Speaking mostly in fluent French during an interview at the Les Colonnes Caf near his home, Reed said board members can't defend themselves by saying they didn't realize the size of Grasso's package. "They are from the biggest institutions in the world and they can't say, 'We didn't know what we were doing,' " he said.
Reed said he plans to fly back to New York as early as tomorrow to meet exchange employees and expects to be in the job for as little as three months. He said he has no interest in taking the job on a permanent basis.
"My responsibility is to restore credibility," Reed said. "We must move quickly. Finding a new guy is the responsibility of the board and it can be done in three months."
A series of recommendations on corporate governance changes at the exchange, which was to have been presented to the NYSE board next Thursday, will probably have to be delayed for several weeks, Reed said. The NYSE says it set up a panel to make such changes in February.

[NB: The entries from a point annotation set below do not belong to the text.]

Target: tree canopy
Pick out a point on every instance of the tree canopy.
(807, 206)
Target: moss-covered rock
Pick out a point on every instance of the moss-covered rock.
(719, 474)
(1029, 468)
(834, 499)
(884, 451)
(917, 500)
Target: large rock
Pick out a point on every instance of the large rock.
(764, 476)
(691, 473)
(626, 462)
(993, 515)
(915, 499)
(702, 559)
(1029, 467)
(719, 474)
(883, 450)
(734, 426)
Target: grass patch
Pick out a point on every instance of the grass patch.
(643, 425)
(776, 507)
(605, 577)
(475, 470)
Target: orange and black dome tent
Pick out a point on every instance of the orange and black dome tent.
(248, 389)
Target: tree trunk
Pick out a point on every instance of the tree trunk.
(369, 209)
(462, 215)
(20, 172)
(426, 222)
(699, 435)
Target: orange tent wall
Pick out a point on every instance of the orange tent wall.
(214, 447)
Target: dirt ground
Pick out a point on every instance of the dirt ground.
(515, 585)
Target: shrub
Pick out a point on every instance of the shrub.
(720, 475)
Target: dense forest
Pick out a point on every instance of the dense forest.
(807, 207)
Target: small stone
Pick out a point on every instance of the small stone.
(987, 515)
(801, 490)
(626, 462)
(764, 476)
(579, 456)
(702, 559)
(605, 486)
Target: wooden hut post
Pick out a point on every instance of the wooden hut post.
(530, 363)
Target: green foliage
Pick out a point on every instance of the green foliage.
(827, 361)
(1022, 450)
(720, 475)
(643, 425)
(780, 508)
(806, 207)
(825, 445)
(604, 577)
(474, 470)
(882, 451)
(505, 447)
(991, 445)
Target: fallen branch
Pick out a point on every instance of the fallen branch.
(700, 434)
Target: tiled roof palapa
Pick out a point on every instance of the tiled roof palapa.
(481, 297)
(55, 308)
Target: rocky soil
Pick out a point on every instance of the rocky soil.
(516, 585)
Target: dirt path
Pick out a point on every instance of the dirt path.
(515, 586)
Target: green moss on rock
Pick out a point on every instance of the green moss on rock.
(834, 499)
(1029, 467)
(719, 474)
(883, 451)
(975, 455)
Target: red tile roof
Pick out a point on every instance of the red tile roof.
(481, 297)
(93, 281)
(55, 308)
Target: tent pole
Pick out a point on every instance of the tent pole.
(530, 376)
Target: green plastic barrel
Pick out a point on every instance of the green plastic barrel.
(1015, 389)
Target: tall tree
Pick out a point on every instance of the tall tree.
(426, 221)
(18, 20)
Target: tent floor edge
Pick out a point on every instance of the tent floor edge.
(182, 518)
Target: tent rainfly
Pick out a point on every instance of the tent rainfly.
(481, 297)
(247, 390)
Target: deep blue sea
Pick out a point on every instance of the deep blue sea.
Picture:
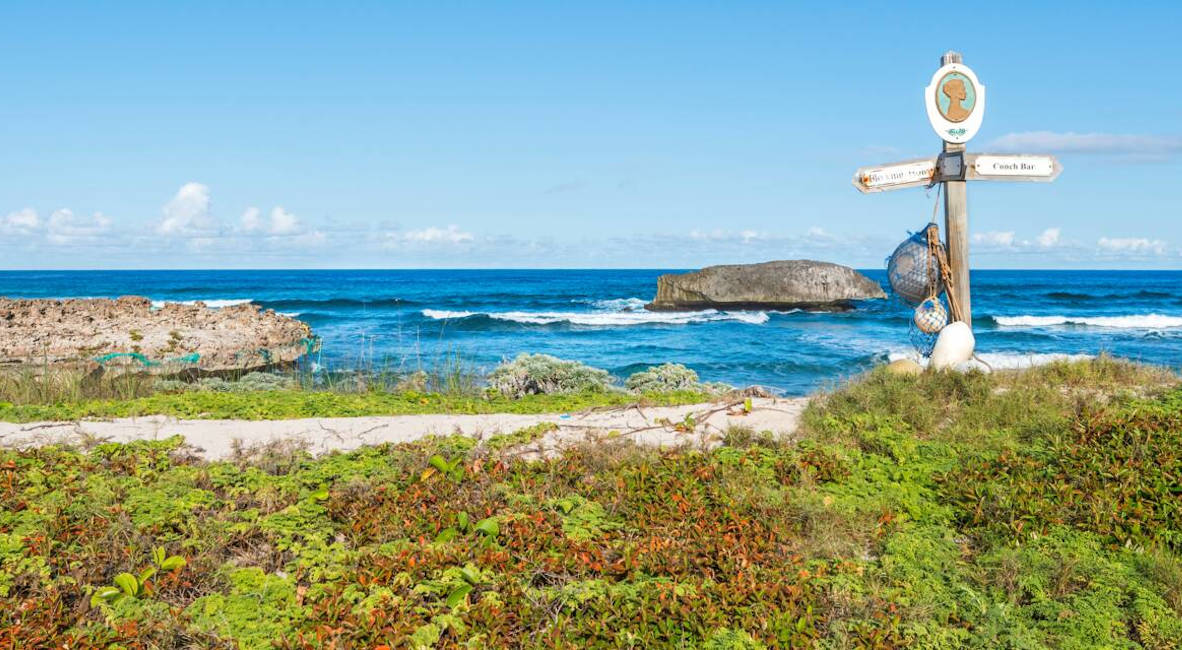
(409, 319)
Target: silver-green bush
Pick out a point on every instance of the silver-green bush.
(543, 374)
(670, 376)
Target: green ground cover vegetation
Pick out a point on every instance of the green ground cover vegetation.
(1020, 509)
(527, 384)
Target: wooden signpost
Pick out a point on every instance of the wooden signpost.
(955, 105)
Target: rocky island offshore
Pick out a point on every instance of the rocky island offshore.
(131, 331)
(774, 285)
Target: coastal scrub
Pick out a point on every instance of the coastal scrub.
(1030, 509)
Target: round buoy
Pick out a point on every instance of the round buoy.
(930, 316)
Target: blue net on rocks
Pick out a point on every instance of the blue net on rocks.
(913, 270)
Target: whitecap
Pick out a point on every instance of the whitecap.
(619, 304)
(608, 319)
(443, 314)
(1131, 322)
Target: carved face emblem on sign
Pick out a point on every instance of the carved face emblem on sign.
(955, 97)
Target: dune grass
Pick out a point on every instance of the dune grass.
(1021, 509)
(286, 404)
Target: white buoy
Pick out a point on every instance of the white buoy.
(954, 346)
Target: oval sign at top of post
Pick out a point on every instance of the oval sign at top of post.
(955, 102)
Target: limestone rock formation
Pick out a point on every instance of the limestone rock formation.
(130, 332)
(775, 285)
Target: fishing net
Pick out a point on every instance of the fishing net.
(930, 316)
(913, 270)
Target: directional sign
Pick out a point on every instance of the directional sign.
(1013, 167)
(907, 174)
(955, 102)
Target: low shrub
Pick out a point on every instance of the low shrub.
(546, 375)
(660, 378)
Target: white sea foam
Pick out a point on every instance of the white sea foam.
(619, 304)
(441, 314)
(216, 303)
(1131, 322)
(606, 319)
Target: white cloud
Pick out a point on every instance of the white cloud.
(715, 234)
(1071, 142)
(188, 212)
(452, 234)
(995, 238)
(278, 222)
(252, 220)
(65, 227)
(1132, 245)
(1049, 238)
(283, 222)
(20, 222)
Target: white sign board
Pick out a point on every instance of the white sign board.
(987, 164)
(955, 103)
(896, 175)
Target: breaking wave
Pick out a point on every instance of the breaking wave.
(605, 319)
(1131, 322)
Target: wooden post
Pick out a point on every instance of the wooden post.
(956, 225)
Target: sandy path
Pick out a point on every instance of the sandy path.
(214, 437)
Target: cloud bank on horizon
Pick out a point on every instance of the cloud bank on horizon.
(563, 135)
(187, 228)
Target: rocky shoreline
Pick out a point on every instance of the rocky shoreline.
(774, 285)
(129, 332)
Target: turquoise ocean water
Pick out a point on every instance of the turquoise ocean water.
(402, 319)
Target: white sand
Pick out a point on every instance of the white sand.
(214, 437)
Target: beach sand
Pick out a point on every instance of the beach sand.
(215, 439)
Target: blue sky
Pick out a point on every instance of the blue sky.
(569, 134)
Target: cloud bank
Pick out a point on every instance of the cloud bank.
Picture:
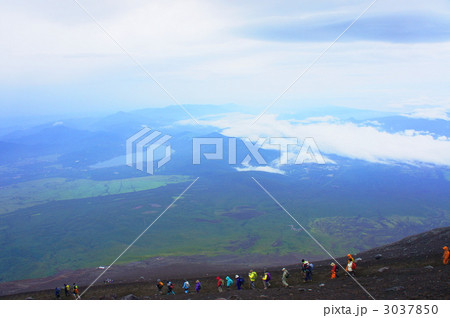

"I will go to Washington to say what I think needs to be done and I will talk to the board and investors," Reed said. "I think that by the 10th or 15th of October that can be done."
Donaldson is looking forward to working with Reed, according to Laura Cox, the SEC chairman's spokeswoman.
"Chairman Donaldson is committed to working with John Reed," Cox said. "Clearly, there are many views on how this process should proceed."
Reed left Citigroup after losing a boardroom power struggle in April 2000 to co-chief executive officer Sanford Weill. In 1998, the two had created the world's largest financial company by revenue through the merger of Reed's Citicorp and Weill's Travelers Group Inc.
Since his retirement, Reed has kept a low profile, investing in U.S. Treasurys, bicycling around his hometown of Princeton, N.J., or in southern France, and declining interviews. Reed had realized $288 million in options gains by the time he resigned from Citigroup, according to the company's 2001 proxy.